S&P 500 Starts September on a Sour Note: Historical Seasonality Suggests More Pain Ahead

The S&P 500 index has begun September on a somber note, dropping 2.8% in the first 10 days of the month. This makes it the fifth-worst start for September in the last 25 years, trailing only 2020 (-5.31%), 2011 (-4.15%), 2008 (-3.34%), and 2001 (-2.97%). While the initial month weakness is already noticeable, historical seasonality suggests that the worst may still be ahead.

Historically, September is known as one of the worst-performing months for the S&P 500. The early days of September often set the tone for the rest of the month. An analysis by Benzinga, powered by the AI tool ‘seasonality.ai,’ reveals that over the past 25 years, the SPDR S&P 500 ETF Trust (SPY) has experienced negative returns in the first 10 days of September on 14 occasions, with a slightly negative average return (-0.14%). However, not all September starts are bleak. In 2009, for instance, the index saw a 4.58% rally in the first 10 days, marking the best start in the dataset. The worst starts occurred in 2020, when the S&P 500 plunged 5.31% in the first 10 days of the month, followed by 2011 (-4.15%) and 2008 (-3.34%).

Unfortunately, the seasonality trend worsens as the month progresses. Historical data shows that from September 11th to September 30th, the S&P 500 tends to suffer even more. Over the last 25 years, the index has declined an average of 1.69% during these remaining 20 days, indicating that the second half of the month often compounds early losses. The latter part of September has been negative 16 times in the past 25 years—more than two-thirds of the time.
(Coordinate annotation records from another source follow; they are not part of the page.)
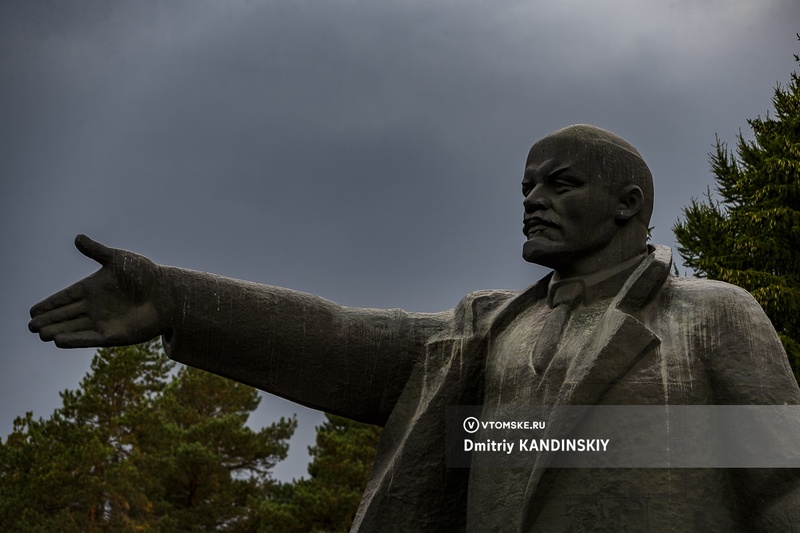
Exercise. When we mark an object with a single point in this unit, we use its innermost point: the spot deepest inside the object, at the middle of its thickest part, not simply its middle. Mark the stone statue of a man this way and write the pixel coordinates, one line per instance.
(610, 325)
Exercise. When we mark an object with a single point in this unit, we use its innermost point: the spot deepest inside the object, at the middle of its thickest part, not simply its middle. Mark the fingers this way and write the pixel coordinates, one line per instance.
(57, 315)
(80, 339)
(94, 250)
(51, 332)
(63, 298)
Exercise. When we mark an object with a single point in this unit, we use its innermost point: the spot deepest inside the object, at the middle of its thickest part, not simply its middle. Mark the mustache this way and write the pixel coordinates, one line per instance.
(530, 221)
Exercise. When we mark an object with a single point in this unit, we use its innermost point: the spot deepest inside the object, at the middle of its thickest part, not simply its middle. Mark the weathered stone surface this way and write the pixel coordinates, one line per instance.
(633, 335)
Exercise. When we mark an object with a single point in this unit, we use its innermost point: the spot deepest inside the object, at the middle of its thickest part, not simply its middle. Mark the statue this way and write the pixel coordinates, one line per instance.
(609, 326)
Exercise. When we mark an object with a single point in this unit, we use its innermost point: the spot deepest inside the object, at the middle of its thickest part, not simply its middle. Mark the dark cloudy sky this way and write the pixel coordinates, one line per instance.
(370, 152)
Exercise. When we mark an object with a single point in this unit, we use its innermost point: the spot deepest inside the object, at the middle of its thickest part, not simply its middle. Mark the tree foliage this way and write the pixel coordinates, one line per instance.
(748, 233)
(326, 501)
(138, 448)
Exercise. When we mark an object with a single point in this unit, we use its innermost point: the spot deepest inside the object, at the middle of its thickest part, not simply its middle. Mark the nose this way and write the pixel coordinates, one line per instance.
(536, 200)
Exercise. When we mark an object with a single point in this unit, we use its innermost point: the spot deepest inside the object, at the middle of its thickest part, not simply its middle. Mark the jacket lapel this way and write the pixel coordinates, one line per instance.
(610, 351)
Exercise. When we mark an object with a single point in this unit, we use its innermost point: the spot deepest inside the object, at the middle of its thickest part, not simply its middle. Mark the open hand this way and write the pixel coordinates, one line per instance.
(119, 304)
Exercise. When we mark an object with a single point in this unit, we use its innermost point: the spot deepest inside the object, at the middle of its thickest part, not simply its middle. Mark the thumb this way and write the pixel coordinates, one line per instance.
(94, 250)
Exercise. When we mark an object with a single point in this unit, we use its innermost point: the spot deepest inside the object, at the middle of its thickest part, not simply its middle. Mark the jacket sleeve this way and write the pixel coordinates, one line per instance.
(347, 361)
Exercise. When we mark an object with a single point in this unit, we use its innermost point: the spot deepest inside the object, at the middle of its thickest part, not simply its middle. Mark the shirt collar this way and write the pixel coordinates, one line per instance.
(589, 289)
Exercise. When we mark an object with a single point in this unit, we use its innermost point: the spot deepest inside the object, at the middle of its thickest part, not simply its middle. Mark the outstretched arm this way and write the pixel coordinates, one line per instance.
(352, 362)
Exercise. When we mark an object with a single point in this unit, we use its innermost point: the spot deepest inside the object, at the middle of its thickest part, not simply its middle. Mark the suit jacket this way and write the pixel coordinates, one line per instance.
(662, 339)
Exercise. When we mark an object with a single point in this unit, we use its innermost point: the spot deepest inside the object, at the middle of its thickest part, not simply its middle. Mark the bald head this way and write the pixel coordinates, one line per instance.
(606, 155)
(588, 200)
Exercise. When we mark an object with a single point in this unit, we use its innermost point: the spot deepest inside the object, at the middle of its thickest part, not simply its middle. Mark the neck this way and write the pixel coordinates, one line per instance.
(597, 263)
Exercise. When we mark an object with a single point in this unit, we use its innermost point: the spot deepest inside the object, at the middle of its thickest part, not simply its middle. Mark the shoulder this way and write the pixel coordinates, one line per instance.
(703, 294)
(475, 311)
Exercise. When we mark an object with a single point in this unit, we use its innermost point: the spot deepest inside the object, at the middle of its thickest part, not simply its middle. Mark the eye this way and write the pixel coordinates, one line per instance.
(561, 185)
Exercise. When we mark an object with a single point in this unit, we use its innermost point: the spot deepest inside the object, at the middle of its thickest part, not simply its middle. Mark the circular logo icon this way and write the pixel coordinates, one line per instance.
(471, 424)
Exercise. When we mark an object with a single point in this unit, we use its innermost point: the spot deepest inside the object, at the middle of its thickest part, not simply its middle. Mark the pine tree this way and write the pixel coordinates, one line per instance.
(137, 448)
(750, 236)
(327, 501)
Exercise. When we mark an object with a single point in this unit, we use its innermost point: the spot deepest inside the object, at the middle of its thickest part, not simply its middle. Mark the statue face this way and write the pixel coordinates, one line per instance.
(569, 208)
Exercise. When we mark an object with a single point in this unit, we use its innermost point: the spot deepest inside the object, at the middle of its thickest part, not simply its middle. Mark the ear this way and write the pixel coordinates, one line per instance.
(631, 199)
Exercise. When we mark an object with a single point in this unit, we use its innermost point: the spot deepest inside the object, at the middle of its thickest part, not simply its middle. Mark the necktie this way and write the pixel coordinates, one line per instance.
(565, 299)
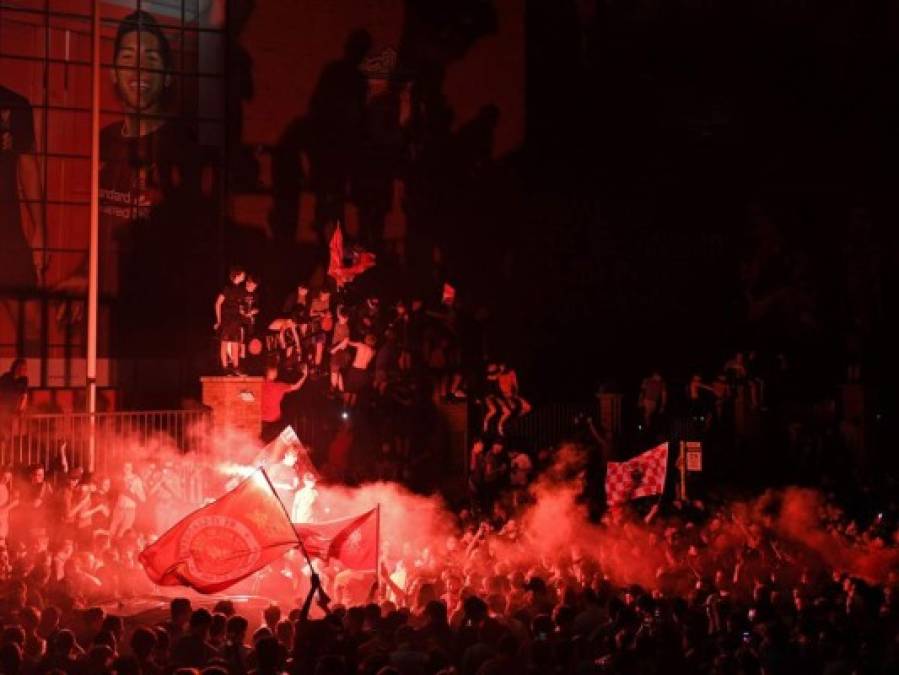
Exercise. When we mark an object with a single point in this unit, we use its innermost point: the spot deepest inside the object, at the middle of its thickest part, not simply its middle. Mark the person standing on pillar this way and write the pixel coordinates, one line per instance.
(273, 393)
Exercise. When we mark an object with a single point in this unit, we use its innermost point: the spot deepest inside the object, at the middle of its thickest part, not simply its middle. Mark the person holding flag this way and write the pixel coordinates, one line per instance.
(640, 476)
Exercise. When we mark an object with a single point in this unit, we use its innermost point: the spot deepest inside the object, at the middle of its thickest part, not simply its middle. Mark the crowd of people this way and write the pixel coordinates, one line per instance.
(787, 584)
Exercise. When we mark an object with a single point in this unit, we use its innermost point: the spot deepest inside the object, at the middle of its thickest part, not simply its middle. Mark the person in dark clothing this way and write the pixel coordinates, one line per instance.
(229, 322)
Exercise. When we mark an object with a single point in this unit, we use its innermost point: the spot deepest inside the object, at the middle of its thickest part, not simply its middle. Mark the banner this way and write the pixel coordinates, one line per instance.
(360, 260)
(641, 476)
(226, 541)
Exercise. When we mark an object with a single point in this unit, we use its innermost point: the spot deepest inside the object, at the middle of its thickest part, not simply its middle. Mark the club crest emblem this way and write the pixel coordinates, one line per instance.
(217, 548)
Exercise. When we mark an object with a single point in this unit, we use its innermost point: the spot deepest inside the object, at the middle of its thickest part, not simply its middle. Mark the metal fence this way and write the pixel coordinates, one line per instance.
(99, 442)
(549, 424)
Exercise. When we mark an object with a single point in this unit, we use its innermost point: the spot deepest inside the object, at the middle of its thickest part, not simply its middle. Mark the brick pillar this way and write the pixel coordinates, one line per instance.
(236, 402)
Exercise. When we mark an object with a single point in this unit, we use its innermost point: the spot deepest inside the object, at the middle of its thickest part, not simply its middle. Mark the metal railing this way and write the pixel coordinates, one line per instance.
(101, 441)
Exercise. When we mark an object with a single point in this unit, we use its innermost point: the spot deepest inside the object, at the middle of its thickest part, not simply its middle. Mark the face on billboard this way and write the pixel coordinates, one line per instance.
(139, 72)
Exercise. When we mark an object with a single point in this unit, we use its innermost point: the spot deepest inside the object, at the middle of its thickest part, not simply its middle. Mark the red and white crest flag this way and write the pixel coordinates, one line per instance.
(335, 250)
(223, 542)
(448, 297)
(353, 541)
(641, 476)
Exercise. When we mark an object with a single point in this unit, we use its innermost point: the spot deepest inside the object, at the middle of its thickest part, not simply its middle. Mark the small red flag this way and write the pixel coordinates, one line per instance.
(640, 476)
(335, 248)
(449, 294)
(361, 260)
(353, 541)
(226, 541)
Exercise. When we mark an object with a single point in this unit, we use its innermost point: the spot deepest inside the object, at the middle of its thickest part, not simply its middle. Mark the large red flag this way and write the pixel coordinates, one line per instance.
(353, 541)
(640, 476)
(226, 541)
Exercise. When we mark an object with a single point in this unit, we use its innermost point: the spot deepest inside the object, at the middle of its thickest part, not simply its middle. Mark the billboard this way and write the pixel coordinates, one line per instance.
(161, 150)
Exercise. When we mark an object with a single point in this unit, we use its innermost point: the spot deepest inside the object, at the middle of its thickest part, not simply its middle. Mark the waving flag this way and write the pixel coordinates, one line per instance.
(448, 296)
(353, 541)
(226, 541)
(642, 476)
(360, 260)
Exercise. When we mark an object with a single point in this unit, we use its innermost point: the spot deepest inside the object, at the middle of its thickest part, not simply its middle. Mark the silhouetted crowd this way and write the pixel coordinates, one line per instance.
(686, 587)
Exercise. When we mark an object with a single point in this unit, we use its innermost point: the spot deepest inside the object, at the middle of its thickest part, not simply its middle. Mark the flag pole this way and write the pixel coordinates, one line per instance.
(378, 550)
(93, 292)
(287, 515)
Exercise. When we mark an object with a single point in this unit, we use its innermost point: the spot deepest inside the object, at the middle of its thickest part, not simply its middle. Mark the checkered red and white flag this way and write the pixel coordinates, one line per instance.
(641, 476)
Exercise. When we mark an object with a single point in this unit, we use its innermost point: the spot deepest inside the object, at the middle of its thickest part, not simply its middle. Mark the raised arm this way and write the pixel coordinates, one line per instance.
(218, 309)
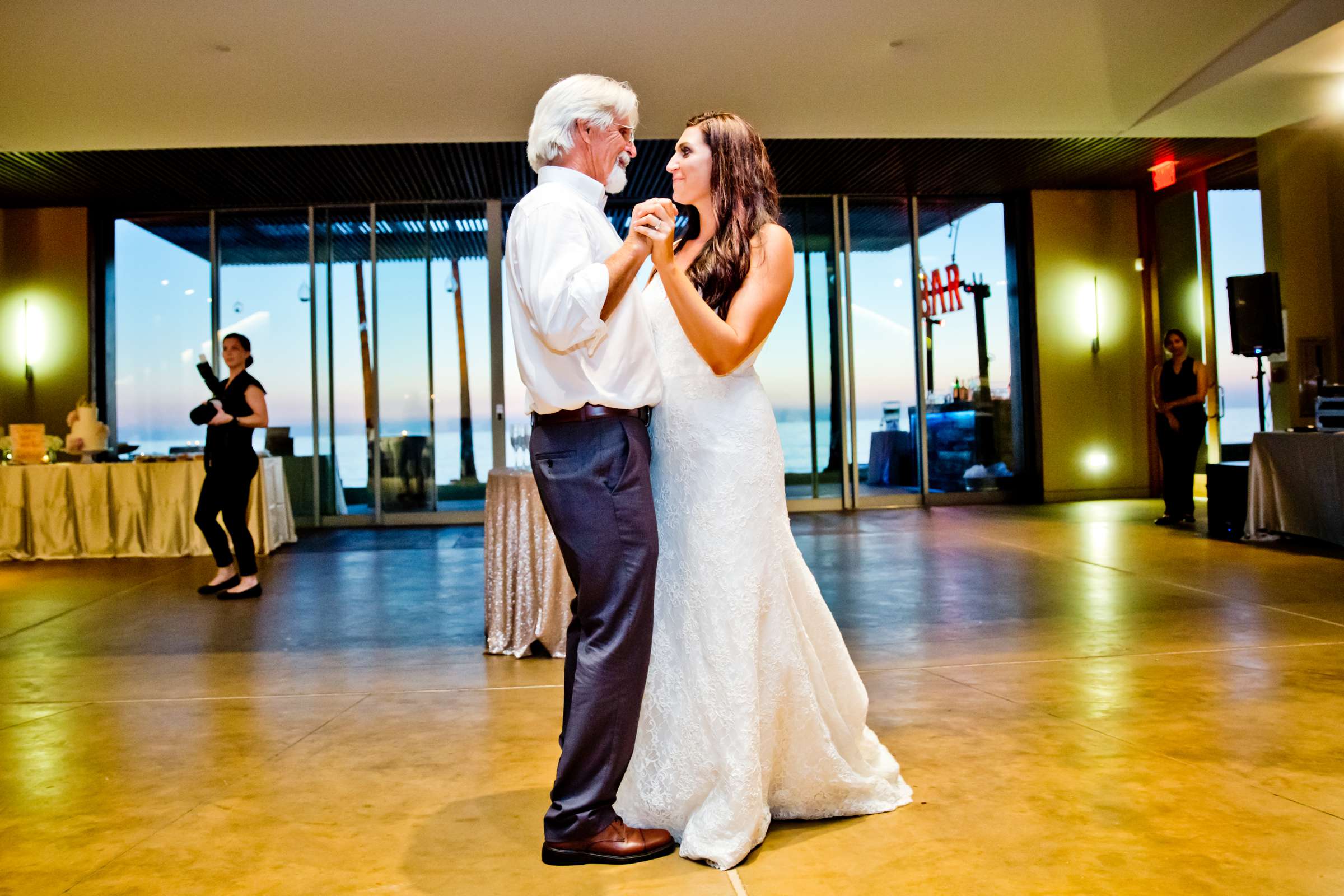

Some years have witnessed catastrophic declines during this period. In 2022, the S&P 500 plunged by 13.09% during the last 20 days of September, marking its worst late-September performance in recent history. This sharp decline was largely driven by investor anxiety following the September 2022 FOMC meeting, where the Federal Reserve delivered its third consecutive 75-basis-point rate hike, pushing the federal funds rate to a range of 3.00% to 3.25%. This aggressive tightening aimed to combat inflation, which was hovering around 8-9% at the time. On the day of the rate decision, the S&P 500 dropped 1.7% as Fed Chair Jerome Powell signaled that the central bank would continue raising rates “until the job is done,” intensifying concerns about a prolonged tightening cycle and its potential impact on the economy.

Other severe drops include 2002, when the index lost 10.25%, and 2008, with a 7.59% fall. The trend of weak late-September performance isn’t limited to bear markets. Even in traditionally bullish years, the S&P 500 often stumbles. In 2023, the index lost 4.68% in the last 20 days of the month, while 2019 saw a 1.2% decline. However, not every bullish year is negative—2007 and 2006 both saw gains of 3.45% and 2.43%, respectively, but these instances represent the exception rather than the rule.